Comparison of proteins between CAF-A1/A2 EVs and SACC-LM EVs by ITRAQ. a Overexpressed proteins in the two comparison groups (CAF-A1 EVs vs. SACC-LM EVs, CAF-A2 EVs vs. SACC-LM EVs). b Heat map of the 66 proteins overexpressed in both CAF-A1 and CAF-A2 EVs, compared with SACC-LM EVs. c Biological Process enrichment of the 66 overexpressed proteins. d TSP1, LOXL2, and MMP2 expression in the EVs from SACC-LM, CAF-A1 and CAF-A2 cells by western blot. e TSP1 was downregulated in CAF-A1/A2 EVs by TSP1-specific siRNA transfection.

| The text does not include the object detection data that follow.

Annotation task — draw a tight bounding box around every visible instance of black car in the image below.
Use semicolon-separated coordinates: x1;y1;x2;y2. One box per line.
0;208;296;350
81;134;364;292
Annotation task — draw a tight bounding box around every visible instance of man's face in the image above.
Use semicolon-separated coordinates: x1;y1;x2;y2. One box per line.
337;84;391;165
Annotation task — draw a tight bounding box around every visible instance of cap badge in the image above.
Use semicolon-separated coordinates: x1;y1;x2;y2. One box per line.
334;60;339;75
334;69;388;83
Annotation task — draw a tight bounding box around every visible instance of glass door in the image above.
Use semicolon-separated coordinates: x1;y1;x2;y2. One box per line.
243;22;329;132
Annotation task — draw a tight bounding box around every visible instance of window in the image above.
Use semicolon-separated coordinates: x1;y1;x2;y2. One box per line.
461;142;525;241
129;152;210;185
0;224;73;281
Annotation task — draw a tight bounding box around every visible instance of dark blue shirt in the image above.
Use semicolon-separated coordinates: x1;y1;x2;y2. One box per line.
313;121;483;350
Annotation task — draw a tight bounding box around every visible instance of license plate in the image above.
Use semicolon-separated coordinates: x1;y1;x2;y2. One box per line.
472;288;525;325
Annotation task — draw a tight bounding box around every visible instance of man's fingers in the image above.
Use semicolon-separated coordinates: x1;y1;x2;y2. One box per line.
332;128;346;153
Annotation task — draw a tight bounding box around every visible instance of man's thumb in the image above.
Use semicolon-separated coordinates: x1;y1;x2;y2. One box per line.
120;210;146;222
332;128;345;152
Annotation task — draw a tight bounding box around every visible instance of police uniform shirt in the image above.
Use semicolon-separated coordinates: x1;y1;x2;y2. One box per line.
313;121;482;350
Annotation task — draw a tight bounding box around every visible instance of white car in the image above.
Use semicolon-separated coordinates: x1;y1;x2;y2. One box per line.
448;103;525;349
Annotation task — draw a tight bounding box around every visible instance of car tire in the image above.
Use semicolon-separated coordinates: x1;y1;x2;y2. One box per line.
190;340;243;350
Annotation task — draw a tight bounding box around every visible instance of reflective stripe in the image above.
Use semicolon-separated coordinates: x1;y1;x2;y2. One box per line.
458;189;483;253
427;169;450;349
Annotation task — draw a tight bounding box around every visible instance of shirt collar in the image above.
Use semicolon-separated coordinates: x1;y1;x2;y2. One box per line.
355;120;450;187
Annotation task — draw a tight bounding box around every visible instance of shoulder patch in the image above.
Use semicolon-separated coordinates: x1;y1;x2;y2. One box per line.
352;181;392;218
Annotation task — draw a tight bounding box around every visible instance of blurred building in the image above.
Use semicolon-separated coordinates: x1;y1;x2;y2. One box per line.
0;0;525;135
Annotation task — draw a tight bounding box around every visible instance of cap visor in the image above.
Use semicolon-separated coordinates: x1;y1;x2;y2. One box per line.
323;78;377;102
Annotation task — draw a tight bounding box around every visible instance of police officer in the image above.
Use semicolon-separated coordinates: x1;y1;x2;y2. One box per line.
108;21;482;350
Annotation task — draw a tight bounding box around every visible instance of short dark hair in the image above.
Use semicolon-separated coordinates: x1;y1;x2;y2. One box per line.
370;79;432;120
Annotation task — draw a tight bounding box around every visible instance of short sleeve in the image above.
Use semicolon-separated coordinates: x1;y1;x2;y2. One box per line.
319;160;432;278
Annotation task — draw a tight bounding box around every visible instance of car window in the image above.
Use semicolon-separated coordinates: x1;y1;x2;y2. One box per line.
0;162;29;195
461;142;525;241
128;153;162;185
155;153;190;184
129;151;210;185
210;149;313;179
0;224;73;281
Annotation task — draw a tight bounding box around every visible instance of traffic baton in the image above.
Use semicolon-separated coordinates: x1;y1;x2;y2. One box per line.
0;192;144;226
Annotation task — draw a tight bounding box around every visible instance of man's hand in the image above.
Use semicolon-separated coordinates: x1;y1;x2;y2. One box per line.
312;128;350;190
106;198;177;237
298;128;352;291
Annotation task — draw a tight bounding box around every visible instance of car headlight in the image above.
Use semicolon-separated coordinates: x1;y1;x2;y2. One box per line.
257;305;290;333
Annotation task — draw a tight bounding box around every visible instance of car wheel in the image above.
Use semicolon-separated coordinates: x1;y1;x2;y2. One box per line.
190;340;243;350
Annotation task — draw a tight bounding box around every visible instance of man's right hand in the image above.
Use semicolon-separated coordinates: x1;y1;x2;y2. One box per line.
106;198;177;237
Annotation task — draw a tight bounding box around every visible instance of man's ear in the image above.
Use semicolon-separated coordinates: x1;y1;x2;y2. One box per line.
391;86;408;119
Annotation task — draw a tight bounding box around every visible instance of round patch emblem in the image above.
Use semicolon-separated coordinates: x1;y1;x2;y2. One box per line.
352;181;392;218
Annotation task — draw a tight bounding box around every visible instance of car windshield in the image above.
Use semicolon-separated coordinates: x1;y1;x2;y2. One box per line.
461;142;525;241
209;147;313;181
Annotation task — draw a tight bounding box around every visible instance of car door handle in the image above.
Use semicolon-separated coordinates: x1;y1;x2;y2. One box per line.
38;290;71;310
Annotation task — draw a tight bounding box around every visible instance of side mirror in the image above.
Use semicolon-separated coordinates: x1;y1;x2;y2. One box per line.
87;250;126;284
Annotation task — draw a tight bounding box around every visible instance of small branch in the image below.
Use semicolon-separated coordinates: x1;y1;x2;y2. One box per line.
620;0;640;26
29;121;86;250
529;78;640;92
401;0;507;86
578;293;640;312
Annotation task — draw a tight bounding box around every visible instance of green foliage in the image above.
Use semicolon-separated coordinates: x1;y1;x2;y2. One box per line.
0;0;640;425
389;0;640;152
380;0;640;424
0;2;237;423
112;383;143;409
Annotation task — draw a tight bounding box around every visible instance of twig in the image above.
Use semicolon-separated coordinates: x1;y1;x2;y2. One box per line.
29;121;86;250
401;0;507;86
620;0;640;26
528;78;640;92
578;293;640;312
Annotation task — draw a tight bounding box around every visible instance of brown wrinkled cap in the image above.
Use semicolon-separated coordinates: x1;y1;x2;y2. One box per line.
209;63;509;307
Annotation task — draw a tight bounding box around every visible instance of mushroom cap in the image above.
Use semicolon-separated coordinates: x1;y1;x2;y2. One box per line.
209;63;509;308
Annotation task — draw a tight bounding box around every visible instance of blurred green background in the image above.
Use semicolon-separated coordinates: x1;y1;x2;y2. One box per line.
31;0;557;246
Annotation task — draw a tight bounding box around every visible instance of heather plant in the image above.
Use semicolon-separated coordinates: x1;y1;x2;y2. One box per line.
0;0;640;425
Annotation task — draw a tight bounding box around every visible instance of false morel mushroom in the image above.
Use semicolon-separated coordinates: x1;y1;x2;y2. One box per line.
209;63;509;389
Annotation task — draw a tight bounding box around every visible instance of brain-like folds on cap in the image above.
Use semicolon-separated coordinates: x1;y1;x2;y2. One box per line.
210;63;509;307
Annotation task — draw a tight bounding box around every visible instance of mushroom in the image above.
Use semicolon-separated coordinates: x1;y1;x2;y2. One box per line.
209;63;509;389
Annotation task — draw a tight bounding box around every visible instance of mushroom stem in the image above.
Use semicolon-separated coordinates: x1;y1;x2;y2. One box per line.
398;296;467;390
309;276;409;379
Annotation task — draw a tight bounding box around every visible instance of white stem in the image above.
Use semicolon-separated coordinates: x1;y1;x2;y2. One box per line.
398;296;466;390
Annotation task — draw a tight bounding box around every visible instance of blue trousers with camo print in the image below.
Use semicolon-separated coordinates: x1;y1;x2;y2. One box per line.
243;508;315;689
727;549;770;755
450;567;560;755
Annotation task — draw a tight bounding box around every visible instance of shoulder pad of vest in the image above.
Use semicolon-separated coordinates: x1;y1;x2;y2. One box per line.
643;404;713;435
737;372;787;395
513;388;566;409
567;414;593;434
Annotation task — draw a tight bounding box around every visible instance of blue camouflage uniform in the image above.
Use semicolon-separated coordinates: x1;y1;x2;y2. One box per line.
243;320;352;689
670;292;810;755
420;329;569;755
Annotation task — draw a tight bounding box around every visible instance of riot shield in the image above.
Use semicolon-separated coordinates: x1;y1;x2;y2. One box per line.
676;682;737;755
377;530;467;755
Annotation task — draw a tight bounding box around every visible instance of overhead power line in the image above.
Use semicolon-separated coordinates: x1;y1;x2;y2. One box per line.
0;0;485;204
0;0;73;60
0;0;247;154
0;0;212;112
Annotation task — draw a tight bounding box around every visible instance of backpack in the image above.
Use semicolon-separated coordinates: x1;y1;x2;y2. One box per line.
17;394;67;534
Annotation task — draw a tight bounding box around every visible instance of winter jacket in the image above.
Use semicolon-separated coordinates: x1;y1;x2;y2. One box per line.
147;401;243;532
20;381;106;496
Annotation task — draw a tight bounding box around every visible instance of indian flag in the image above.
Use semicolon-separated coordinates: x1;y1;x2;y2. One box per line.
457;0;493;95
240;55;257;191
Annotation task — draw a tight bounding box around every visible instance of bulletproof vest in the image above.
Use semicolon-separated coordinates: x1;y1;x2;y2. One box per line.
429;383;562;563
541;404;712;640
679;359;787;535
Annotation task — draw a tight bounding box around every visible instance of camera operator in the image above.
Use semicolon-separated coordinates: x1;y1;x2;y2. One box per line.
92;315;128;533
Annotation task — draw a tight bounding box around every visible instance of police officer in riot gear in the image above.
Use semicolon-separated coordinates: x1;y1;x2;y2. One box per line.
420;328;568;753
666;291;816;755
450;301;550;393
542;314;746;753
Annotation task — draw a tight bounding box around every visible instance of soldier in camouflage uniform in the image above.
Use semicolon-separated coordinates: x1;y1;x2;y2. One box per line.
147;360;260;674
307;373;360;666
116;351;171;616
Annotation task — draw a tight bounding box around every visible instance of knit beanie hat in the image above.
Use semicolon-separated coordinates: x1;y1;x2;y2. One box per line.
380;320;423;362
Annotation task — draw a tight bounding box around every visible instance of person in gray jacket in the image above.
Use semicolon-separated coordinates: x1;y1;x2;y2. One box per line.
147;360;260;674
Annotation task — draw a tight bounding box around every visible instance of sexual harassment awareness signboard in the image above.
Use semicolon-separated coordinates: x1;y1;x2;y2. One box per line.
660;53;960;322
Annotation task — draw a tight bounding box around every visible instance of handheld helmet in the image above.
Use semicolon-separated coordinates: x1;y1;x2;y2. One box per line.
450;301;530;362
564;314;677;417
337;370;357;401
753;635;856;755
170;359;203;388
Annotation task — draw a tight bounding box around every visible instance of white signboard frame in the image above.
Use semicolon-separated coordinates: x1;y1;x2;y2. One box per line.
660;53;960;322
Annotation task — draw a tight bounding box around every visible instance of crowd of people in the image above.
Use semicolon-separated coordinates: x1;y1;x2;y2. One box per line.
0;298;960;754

Expression of p-Smad3 in LFs treated with CAF-A1/A2 EVs-NC, CAF-A1/A2 EVs-siTSP1–1, and CAF-A1/A2 EVs-siTSP1–2 assessed by western blot and immunofluorescent staining. Scale bar = 100 μm. ** P < 0.01

The expression of thrombospondin-1 (TSP1), LOXL2 and MMP2 in CAF-A1/A2 EVs was confirmed by western blot (Fig. 3d). TSP1, a major activator of TGF-β signaling, showed prominently high expression in CAF-A1/A2 EVs and rare expression in SACC-LM EVs. We observed that downregulation of TSP1 by siRNA transfection prevented p-Smad3 expression in LFs after treatment with CAF EVs (Fig. 3e). Additionally, the absence of TGF-β protein in CAF EVs was confirmed by western blot (Additional file 2: Figure. S7A). Together these data suggest the specificity of TSP1 contribution to TGF-β pathway activation in LFs.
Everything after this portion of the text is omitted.